Ticket scalpers, once the scourge of Spring Festival train travelers, have seen their profits derailed by online booking services and the rapid expansion in high-speed rail.
For years, Manniu, who would give only his nickname, used to hide from police at a railway station in Jiangxi province to resell tickets. He has now switched to selling cakes to commuters instead.
"No matter what I do, I can earn more money than by scalping," he said. "Plus, it's not so easy to scalp tickets anymore."
Inadequate rail services, which result in severe ticket shortages, especially during the Spring Festival peak when millions of people return home to visit family, have long been a headache for the Chinese authorities.

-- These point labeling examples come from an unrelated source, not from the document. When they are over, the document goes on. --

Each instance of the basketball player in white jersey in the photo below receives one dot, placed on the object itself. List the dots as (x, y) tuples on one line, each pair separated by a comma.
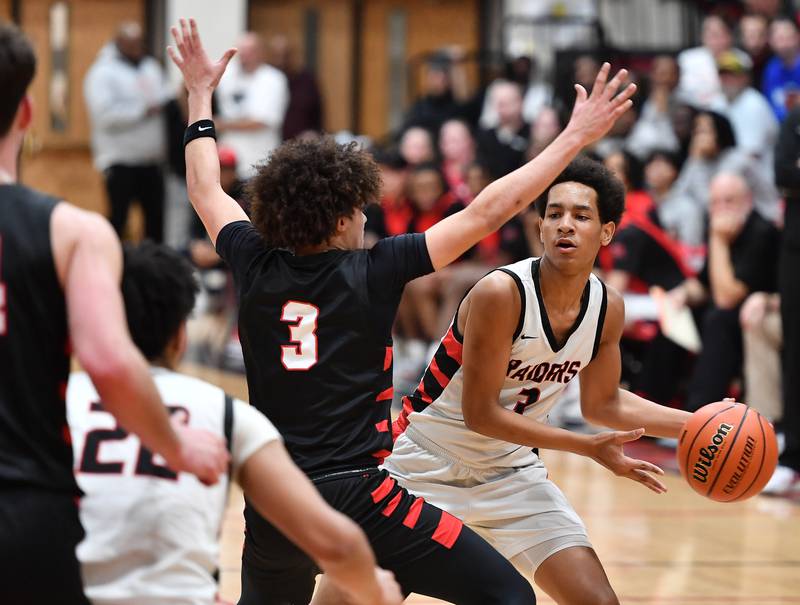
[(152, 535), (469, 435)]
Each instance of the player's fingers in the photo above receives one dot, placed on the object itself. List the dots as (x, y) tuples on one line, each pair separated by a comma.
[(173, 54), (580, 94), (187, 40), (613, 86), (600, 80)]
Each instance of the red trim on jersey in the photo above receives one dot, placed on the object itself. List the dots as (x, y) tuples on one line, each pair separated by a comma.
[(413, 513), (440, 376), (448, 530), (383, 490), (381, 454), (453, 348), (386, 395), (387, 512)]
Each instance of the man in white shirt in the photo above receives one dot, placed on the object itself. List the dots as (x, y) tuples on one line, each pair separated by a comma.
[(751, 116), (151, 534), (125, 92), (253, 98)]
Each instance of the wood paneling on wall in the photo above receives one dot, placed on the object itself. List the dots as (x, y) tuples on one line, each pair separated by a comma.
[(335, 47)]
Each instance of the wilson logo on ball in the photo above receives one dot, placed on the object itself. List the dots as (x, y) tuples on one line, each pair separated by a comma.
[(707, 454)]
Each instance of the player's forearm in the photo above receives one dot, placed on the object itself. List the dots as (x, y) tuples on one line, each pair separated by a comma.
[(509, 426), (507, 196), (630, 412)]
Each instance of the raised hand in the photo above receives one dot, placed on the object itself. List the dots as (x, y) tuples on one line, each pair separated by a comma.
[(607, 450), (200, 74), (594, 114)]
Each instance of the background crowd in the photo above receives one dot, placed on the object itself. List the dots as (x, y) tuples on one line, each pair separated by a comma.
[(709, 156)]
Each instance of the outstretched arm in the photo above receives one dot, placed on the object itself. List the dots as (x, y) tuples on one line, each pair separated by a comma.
[(488, 335), (201, 76), (88, 259), (592, 117), (284, 496), (604, 403)]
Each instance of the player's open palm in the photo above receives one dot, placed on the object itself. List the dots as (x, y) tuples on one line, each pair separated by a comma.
[(199, 72), (607, 449), (201, 453), (594, 114)]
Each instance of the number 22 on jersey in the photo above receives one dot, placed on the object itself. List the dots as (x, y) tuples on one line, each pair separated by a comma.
[(302, 319)]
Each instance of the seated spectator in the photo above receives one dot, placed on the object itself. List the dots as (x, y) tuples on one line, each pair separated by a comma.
[(392, 215), (544, 130), (760, 318), (654, 127), (416, 146), (781, 83), (502, 149), (742, 258), (699, 82), (713, 150), (754, 40), (444, 92), (750, 114), (457, 148)]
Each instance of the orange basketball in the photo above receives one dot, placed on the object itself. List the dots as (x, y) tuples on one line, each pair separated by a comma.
[(727, 451)]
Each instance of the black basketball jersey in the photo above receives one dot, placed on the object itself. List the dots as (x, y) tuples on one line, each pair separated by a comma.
[(316, 337), (34, 359)]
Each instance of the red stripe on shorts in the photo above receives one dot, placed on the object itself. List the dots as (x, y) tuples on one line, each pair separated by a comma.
[(413, 513), (448, 530), (383, 490), (386, 512)]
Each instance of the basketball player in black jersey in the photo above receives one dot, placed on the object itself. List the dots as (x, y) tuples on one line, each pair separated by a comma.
[(315, 325), (59, 283)]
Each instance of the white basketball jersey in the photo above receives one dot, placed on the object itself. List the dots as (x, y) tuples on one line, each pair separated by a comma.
[(152, 535), (538, 371)]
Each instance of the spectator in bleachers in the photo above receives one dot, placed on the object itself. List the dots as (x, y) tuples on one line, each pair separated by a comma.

Scalpers would stockpile tickets, reselling them at high margins, disturbing the market and sparking public anger.
Guo Ping has worked as a railway police officer in Nanchang, the capital of Jiangxi, since 1997 and has rich experience in pursuing scalpers.
"In the past, we stood on top of a building to observe ticket buyers with telescopes to identify suspected scalpers," he said, adding that officers were also watching via video cameras installed in ticket halls.
Although scalping is illegal, scalpers were a common sight at railway stations. Yet thanks to the expansion of the high-speed railway network and the introduction of a system that requires real-names and ID numbers to be printed on all tickets, scalpers are a dying breed.
Liu Quan, who spoke on condition of using a pseudonym, was punished in 2010 for ticket scalping and now operates a fruit stand in Xiamen, capital of Fujian province.
"Ticket scalping has become more difficult since 2011," he said, one reason being the online booking system. He added that many of his former colleagues had also switched to new businesses.
Up to 356 million journeys are expected to be made on the railways during this year's Spring Festival travel rush, up 9.7 percent year-on-year, according to China Railway Corp.